Abstract

Selective serotonin reuptake inhibitors (SSRIs) are the most commonly used medication class for major depressive disorder (MDD); however, response to SSRI treatment varies considerably between patients. A number of genome-wide association studies (GWAS) of SSRI treatment outcomes have been performed with the goal of identifying genetic variants associated with SSRI response. The hope is that knowledge of the genetic variants contributing to treatment outcomes will facilitate more precise estimation of each patient’s probability of having a favorable treatment outcome, thus allowing the physician to select an appropriate treatment plan – This concept of precise estimation of treatment outcomes is at the heart of precision medicine. However, the prior GWAS of antidepressant response have had limited success, with no replicated genome-wide significant findings. Moreover, despite all the attempts to identify genetic variants to enable more accurate prediction of treatment response, prior studies have largely used broad (and thus imprecise) definitions of treatment outcomes, typically based on total scores on depression rating scales. We postulate that different genetic factors may play a role in how specific symptoms of depression change in response to a particular medication.
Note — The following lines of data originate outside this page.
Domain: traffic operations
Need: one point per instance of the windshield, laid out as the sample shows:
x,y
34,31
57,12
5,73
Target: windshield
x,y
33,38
For example whether a person’s mood improves after treatment may be influenced by different genes than whether a person’s sleep quality improves after treatment. Specific components of depression and antidepressant response can be derived from individual items assessed by depression rating scales such as the Hamilton Rating Scale for Depression (HRSD). By viewing depression as a multifaceted illness, and response to antidepressants as a complex, multi-component treatment outcome, we aim to identify genomic contributors to more precisely-defined aspects of treatment response, including items such as depressed mood, anxiety, interests/activity, and insomnia. We illustrate this concept using data from several existing studies of SSRI response to identify novel pharmacogenomic effects on specific aspects of treatment outcomes, demonstrating that decomposition of the total scores into specific components can increase the power of pharmacogenomics studies of antidepressants and provide more clinically useful information.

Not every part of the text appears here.